Era azul cuando el cielo azulaba y negra con la niebla.
Y era azul.
Hay quien la vio venida desde el Norte (donde dicen que hay muchas). 
Hay quien la vio venida desde el Sur (donde hiela y habitan los leones). 
Otros dicen que solita brotó como los hongos o las hojas de ruda.
Quienes esto repiten son las gentes de Villa El Salvador, pobres entre los pobres. 
Creciendo todos tras las blancas colinas y en la arena: Gentes como arenales en arenal. 
(Sólo saben del mar cuando está bravo y se huele en el viento).
El viento que revuelve el lomo azul de la ballena muerta. Islote de aluminio bajo el sol. 
La que vino del Norte y del Sur y sólita brotó de las corrientes.
La gran ballena muerta.
Las autoridades temen por las aguas: la peste azul entre las playas de Conchán.
La gran ballena muerta.
(Las autoridades protegen la salud del veraneante). 
Muy pronto la ballena ha de podrirse como un higo maduro en el verano. 
La peste es, por decir, 40 reses pudriéndose en el mar (o 200 ovejas o 1000 perros). 
Las autoridades no saben cómo huir de tanta carne muerta.
Los veraneantes se guardan de la peste que empieza en las malaguas de la arena mojada.
En los arenales de Villa El Salvador las gentes no reposan.
Sabido es por los pobres de los pobres que atrás de las colinas flota una isla de carne aún sin dueño.
Y llegado el crepúsculo –no del océano sino del arenal–
se afilan los mejores cuchillos de cocina y el hacha del maestro carnicero. 
Así fueron armados los pocos nadadores de Villa El Salvador.
Y a medianoche luchaban con los pozos donde espuman las olas.
La gran ballena flotaba hermosa aún entre los tumbos helados. Hermosa todavía.
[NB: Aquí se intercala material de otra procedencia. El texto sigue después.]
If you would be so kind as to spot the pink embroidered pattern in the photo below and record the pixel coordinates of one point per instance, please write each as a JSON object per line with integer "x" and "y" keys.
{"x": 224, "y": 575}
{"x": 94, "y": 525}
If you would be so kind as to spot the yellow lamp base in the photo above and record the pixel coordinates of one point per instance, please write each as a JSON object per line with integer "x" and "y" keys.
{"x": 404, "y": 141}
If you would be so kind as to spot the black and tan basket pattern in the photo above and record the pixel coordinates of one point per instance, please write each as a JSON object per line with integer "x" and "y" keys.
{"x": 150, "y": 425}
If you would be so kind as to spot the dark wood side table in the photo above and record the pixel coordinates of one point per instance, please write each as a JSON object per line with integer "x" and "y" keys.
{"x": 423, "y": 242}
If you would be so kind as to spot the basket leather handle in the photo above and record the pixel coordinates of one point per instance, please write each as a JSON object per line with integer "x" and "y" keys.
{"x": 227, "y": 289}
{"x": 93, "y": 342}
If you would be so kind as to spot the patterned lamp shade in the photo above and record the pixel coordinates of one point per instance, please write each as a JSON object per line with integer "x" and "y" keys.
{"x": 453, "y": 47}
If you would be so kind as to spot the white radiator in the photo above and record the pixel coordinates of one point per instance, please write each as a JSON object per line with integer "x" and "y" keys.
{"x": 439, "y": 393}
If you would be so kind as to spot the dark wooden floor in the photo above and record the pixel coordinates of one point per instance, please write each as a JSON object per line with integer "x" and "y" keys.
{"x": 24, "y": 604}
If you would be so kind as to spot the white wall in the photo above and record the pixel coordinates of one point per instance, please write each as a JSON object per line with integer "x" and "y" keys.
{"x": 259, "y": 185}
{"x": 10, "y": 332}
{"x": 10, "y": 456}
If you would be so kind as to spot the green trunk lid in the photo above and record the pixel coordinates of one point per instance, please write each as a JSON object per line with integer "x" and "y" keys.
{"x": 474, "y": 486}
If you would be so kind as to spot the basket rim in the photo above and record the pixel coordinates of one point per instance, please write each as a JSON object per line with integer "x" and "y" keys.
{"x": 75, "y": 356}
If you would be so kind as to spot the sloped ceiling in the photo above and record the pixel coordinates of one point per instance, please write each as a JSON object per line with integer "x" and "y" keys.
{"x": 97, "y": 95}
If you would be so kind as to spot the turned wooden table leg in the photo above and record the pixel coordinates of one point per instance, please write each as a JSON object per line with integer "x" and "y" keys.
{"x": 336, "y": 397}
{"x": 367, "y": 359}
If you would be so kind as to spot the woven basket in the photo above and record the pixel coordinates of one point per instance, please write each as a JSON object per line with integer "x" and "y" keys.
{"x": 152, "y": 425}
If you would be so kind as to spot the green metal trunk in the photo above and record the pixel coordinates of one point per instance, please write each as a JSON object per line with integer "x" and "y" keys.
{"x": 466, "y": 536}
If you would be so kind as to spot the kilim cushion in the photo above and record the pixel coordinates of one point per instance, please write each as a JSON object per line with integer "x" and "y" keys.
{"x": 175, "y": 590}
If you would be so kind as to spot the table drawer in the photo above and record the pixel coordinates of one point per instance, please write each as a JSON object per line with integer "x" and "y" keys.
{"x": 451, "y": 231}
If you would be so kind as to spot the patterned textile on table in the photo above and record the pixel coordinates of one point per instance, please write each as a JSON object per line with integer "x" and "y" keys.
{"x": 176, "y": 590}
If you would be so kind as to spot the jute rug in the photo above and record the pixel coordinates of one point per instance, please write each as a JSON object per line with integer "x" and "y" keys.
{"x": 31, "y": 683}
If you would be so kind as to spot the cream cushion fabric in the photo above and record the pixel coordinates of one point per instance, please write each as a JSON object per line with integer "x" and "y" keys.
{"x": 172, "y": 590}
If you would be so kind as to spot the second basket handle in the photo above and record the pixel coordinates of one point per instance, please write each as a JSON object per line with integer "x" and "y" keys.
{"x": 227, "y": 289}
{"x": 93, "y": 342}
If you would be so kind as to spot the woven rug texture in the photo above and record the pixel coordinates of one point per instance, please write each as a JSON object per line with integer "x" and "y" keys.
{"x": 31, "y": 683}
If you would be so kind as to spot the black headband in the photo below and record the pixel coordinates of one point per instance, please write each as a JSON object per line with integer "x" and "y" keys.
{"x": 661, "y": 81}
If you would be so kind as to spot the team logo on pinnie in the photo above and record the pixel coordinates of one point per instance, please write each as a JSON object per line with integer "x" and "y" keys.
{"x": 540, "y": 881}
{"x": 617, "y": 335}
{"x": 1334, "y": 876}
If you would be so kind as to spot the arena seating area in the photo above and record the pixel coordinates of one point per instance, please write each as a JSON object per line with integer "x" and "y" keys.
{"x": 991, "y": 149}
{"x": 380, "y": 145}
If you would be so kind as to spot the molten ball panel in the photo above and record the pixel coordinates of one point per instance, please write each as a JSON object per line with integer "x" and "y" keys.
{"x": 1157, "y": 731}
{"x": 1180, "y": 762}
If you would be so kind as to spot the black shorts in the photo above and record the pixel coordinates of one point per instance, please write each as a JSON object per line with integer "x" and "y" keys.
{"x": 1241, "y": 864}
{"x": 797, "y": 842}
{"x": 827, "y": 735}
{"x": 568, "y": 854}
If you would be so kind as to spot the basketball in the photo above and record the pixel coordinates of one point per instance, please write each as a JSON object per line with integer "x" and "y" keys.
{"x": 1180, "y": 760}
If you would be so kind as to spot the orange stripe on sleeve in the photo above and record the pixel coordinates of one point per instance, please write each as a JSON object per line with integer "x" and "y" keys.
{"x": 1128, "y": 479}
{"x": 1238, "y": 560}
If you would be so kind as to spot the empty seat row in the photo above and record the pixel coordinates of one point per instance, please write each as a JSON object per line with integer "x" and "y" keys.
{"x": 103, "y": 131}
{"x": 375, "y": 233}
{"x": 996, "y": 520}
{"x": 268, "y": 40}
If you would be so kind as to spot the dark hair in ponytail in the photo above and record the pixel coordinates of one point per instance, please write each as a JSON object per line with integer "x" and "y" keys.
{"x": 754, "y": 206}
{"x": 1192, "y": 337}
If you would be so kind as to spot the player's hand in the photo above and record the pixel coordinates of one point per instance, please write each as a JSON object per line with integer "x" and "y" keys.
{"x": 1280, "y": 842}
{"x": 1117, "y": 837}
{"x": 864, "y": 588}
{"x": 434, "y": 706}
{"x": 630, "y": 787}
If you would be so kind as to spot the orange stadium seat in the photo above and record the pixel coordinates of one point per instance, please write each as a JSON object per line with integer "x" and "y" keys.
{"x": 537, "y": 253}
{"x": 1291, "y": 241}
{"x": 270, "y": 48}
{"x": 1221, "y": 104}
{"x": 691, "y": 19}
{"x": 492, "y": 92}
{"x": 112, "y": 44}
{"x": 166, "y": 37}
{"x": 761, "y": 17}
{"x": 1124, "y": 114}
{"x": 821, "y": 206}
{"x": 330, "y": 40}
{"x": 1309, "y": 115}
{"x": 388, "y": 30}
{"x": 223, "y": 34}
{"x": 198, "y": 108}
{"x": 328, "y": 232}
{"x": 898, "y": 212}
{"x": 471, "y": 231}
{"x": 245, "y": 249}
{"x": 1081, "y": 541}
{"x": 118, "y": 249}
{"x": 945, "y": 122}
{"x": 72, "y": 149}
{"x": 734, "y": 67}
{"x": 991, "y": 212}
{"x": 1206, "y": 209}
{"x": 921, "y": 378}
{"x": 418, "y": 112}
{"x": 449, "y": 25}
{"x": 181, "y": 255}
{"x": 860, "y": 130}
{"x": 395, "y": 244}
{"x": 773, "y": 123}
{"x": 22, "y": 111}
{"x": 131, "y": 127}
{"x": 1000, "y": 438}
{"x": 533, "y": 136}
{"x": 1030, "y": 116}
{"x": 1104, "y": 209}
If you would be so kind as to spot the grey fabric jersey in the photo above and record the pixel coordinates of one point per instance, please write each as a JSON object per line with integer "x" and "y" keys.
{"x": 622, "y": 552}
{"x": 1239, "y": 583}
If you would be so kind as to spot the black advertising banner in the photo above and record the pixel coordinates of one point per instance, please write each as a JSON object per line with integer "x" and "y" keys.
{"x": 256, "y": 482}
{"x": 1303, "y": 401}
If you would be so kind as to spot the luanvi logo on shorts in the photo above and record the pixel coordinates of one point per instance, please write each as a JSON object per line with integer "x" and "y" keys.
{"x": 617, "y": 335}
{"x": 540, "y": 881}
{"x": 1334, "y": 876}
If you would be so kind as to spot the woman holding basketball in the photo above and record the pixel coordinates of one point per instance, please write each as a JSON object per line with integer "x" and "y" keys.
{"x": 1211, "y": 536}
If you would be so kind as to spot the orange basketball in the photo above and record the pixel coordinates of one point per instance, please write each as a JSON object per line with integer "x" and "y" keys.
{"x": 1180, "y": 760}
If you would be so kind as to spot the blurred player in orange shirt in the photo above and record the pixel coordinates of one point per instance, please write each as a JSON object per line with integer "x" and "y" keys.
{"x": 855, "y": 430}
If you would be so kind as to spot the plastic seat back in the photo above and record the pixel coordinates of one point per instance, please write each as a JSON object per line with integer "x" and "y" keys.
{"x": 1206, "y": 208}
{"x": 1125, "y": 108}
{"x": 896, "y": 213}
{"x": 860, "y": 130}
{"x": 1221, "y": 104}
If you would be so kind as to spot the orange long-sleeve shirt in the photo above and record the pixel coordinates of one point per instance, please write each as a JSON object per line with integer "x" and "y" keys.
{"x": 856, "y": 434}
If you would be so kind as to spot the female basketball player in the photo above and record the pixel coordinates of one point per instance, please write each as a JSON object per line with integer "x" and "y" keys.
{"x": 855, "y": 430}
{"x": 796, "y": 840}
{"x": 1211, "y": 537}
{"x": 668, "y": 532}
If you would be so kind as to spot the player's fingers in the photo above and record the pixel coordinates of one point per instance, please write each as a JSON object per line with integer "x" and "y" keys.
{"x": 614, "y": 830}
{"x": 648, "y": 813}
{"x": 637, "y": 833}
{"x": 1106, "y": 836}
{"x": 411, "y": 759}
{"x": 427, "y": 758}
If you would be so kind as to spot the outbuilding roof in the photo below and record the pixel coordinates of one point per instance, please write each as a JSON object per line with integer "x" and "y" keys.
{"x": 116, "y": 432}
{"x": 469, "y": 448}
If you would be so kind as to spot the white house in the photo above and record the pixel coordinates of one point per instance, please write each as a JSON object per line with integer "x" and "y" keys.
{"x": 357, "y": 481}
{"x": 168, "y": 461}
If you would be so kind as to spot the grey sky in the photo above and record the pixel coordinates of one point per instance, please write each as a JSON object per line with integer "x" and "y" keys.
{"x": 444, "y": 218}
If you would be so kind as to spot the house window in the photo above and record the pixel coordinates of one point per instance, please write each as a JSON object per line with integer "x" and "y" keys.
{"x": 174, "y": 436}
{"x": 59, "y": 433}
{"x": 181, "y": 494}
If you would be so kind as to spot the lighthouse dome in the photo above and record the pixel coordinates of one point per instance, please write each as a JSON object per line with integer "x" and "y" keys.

Sea su carne destinada a 10000 bocas. 
Sea techo su piel de 100 moradas.
Sea su aceite luz para las noches y todas las frituras del verano.

Me gusta porque en este poema se escuchan todas las voces. Las voces de los veraneantes, de las autoridades, de los pobres entre los pobres. En una entrevista, el poeta contó que “la Ballena” no es más que la versión poética de un hecho periodístico (dicho así parece muy fácil, pero alguna vez escuché que tardó casi diez años en terminarlo). En el año ´76 apareció una ballena muerta y nadie sabía qué hacer. Un día, de la noche a la mañana, desapareció: la gente de los alrededores se la había comido porque simplemente necesitaba comérsela. 

La interrupción de lo cotidiano por este tipo de acontecimientos no discrimina, no hay distinción de clase. La aparición de una manada de pumas, de un pez sable, de una ballena muerta, la invasión de los carpinchos. Un sismo, un tsunami, la caída de un meteorito. Al igual que las cábalas, los fenómenos naturales sobrevuelan todos los estratos sociales, desde el más rico hasta el más pobre. Nos hacen dar cuenta de nuestra insignificancia en el mundo. Mientras nos enroscamos en nuestras rutinas, un sismo se está gestando. Un pez sable lo notará. Saldrá a la superficie. Un grupo de pescadores lo atrapará. Y no habrá cábala que aguante.